Stress-related mental illnesses, such as depression and anxiety disorders, are more prevalent in women than men. Dysfunctions in corticotropin-releasing factor (CRF), the neuropeptide that orchestrates the stress response, have been linked to depression and anxiety disorders. However, sex differences in the CRF system are not well characterized. Recent work from our laboratory identified sex differences in neuronal responses to CRF. Specifically, postsynaptic sensitivity of locus coeruleus (LC) neurons to CRF was greater in female vs. male rats. Moreover, swim stress sensitized LC neurons to CRF in male rats only. The following proposal will expand on these finding to determine the underlying cellular mechanism of these differences.

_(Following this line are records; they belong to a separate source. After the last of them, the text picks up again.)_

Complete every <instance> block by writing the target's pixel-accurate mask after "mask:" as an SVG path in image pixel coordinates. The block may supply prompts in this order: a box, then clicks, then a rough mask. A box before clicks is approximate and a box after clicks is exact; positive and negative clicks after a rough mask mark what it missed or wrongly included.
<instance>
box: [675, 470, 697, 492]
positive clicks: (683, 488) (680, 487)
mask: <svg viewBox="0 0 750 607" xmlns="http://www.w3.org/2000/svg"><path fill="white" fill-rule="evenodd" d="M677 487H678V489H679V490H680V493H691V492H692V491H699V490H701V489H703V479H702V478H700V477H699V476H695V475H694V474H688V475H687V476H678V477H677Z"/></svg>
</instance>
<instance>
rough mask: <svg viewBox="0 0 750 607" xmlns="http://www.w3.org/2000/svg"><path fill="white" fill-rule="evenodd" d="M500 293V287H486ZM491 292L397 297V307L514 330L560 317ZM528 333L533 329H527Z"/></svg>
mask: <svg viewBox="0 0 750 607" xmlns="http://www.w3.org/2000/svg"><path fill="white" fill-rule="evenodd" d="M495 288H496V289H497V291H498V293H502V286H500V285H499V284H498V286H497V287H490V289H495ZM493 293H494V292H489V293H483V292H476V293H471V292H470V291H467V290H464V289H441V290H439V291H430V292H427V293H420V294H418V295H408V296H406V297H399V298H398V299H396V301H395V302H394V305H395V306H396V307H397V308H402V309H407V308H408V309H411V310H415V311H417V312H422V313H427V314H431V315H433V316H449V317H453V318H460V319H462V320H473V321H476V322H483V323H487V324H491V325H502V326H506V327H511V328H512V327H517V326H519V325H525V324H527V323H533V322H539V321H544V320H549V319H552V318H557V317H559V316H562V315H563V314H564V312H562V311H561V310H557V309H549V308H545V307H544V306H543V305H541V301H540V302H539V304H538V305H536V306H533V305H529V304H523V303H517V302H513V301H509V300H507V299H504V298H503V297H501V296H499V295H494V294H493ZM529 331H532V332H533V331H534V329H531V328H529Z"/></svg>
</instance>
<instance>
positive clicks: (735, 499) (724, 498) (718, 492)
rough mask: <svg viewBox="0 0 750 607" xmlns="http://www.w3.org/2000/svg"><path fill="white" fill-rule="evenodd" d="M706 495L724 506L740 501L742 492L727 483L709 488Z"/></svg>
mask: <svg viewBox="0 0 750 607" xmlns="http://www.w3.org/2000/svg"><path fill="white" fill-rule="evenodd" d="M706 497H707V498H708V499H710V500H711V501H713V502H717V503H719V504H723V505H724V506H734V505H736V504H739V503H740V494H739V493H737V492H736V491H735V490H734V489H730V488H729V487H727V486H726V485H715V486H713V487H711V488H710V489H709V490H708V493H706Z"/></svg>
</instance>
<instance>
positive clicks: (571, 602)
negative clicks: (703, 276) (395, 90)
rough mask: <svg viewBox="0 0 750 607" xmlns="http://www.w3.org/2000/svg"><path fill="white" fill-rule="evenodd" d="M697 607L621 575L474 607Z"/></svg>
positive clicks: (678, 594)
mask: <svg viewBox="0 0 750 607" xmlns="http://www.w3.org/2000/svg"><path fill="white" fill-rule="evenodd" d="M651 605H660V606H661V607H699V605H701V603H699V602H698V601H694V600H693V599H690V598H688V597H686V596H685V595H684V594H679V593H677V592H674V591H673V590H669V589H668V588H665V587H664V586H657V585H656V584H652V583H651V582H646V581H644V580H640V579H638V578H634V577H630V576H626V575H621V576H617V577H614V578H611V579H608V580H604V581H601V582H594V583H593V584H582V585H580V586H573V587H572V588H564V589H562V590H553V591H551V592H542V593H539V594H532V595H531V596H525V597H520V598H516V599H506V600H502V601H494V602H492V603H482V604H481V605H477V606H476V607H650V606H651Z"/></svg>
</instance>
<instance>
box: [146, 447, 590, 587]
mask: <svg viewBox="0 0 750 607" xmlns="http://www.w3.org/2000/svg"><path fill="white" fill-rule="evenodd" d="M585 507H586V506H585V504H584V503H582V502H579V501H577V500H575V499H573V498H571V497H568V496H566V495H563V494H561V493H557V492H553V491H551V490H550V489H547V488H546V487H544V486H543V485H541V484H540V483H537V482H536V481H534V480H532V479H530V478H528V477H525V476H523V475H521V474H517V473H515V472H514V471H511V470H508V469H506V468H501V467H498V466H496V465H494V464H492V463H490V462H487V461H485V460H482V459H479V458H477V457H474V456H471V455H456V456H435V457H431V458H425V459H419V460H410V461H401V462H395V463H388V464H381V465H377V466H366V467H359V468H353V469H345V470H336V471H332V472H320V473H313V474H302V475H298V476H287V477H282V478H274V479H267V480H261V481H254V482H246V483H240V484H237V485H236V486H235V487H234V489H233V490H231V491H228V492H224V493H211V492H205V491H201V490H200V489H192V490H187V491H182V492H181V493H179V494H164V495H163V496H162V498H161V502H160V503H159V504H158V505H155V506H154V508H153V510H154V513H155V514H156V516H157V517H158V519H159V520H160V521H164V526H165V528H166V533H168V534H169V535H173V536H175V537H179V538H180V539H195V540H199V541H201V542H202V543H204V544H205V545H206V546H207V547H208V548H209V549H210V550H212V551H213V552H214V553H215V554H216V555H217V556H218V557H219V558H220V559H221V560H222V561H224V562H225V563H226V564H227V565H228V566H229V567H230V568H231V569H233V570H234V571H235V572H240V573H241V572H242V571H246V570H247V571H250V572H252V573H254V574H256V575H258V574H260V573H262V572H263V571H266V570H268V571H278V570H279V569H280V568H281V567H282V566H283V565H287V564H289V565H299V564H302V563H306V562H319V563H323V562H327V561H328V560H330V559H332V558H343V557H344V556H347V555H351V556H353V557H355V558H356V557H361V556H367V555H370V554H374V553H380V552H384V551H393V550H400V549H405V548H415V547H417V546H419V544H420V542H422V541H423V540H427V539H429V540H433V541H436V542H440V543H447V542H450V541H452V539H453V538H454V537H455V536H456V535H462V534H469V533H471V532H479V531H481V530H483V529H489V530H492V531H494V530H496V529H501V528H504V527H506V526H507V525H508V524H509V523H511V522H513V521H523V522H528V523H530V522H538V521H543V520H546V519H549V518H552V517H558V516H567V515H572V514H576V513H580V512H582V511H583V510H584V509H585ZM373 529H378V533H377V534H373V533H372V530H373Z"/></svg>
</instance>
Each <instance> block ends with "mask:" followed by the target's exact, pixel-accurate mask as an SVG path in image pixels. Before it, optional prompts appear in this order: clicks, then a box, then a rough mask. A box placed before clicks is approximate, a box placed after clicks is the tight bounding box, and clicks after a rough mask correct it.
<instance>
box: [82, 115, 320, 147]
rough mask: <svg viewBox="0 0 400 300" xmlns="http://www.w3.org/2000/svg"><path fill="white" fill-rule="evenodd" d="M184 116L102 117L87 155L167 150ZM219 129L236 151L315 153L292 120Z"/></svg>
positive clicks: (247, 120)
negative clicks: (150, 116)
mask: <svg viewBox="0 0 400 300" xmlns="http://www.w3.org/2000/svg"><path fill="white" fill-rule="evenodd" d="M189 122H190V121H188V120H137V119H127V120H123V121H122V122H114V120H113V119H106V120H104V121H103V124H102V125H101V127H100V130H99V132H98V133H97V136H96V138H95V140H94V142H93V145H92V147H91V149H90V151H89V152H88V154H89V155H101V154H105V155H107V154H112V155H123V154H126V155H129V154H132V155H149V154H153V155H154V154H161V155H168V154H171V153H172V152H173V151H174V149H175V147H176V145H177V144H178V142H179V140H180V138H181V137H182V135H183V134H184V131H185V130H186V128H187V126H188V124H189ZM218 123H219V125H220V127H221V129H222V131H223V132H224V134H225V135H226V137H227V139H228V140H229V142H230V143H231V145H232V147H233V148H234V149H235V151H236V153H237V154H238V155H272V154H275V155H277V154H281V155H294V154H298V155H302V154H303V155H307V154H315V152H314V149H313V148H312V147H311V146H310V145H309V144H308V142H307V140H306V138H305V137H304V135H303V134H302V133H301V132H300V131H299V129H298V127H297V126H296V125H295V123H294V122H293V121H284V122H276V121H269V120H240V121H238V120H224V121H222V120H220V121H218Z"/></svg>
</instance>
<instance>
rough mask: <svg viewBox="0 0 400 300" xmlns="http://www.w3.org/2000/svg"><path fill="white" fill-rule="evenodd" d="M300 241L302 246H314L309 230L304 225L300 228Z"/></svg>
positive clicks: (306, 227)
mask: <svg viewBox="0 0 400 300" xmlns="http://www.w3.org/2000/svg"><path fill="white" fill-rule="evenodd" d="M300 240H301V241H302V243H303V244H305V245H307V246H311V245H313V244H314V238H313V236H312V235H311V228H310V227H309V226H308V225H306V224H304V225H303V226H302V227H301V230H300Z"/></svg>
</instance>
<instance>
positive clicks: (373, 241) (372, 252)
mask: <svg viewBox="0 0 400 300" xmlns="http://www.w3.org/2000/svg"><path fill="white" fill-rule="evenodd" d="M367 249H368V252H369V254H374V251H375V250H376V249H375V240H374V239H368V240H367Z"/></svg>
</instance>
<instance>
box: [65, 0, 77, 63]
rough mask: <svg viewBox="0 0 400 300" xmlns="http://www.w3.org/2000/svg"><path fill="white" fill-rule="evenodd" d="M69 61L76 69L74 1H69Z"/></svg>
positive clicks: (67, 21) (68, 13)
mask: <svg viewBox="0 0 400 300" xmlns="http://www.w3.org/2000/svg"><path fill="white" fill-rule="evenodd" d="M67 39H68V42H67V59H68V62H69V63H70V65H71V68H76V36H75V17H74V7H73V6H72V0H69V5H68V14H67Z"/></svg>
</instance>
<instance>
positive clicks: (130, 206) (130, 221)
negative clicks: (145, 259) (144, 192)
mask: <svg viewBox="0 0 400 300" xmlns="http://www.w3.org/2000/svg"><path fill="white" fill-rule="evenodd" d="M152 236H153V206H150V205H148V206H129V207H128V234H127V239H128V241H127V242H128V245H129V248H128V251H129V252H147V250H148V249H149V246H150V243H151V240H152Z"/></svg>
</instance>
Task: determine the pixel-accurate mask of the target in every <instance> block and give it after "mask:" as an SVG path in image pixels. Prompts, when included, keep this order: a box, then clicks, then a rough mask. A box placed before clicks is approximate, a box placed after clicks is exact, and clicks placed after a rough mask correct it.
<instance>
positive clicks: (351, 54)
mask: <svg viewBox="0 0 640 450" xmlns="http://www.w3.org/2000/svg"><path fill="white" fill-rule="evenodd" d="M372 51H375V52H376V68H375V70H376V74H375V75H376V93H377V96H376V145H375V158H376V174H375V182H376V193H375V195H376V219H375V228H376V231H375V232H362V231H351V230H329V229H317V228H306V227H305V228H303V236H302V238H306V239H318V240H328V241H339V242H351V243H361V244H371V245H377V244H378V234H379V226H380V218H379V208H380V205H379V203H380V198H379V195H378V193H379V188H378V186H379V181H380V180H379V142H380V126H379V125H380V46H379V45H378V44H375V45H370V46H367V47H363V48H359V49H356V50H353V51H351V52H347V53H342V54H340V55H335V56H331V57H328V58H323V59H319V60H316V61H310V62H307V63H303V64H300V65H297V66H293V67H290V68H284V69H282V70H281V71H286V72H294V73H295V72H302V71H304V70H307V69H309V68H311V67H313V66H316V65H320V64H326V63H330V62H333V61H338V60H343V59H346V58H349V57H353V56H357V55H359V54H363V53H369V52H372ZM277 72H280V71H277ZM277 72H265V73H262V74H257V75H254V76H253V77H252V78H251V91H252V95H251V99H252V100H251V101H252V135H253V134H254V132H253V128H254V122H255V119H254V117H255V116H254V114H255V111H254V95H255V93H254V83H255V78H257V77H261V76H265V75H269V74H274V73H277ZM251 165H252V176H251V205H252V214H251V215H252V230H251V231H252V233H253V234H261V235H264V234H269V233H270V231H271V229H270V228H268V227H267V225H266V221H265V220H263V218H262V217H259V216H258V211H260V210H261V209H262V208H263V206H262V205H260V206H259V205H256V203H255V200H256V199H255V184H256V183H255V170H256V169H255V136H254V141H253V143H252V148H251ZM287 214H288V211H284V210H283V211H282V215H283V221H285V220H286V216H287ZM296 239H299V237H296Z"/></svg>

The specific aims are as follows: 1) Identify sex differences in the coupling and signaling of the CRF receptor. CRF receptor immunoprecipitation will be used to determine whether there are sex differences in coupling of different G-proteins to the CRF receptor under stressed and unstressed conditions. Additionally, sex differences in CRF receptor signaling will be evaluated by using PKA and PKC assays. Preliminary data indicate that the CRF receptor is coupled more strongly to the Gs protein in unstressed females compared to unstressed males. Following swim stress, Gs coupling to the CRF receptor increases in males only. These are the first data to suggest sex differences in the coupling of a receptor to different G-proteins. Sex differences in CRF receptor structure and function may contribute to increased stress-susceptibility in women. 2) Identify sex differences in CRF receptor trafficking following stress. Here we will use immunoprecipitation of the CRF receptor, along with immunoelectron microscopy to determine whether the CRF receptor is trafficked differently in male vs. female rats after stress. Preliminary data suggest that following stress, CRF receptor internalization in females may be comprimised. If supported, this would suggest that female rats lack this compensatory stress response.
Women are twice as likely to suffer from stress-related psychiatric disorders, like depression and anxiety disorders, as men. The proposed experiments will identify sex differences in the receptor for CRF, an important neuromodulator of stress, which may underlie the increased vulnerability of females to stress and stress-related pathology. Importantly, because CRF antagonists are being developed to treat depression and anxiety disorders, sex differences in the CRFr could impact the efficacy of these compounds in women.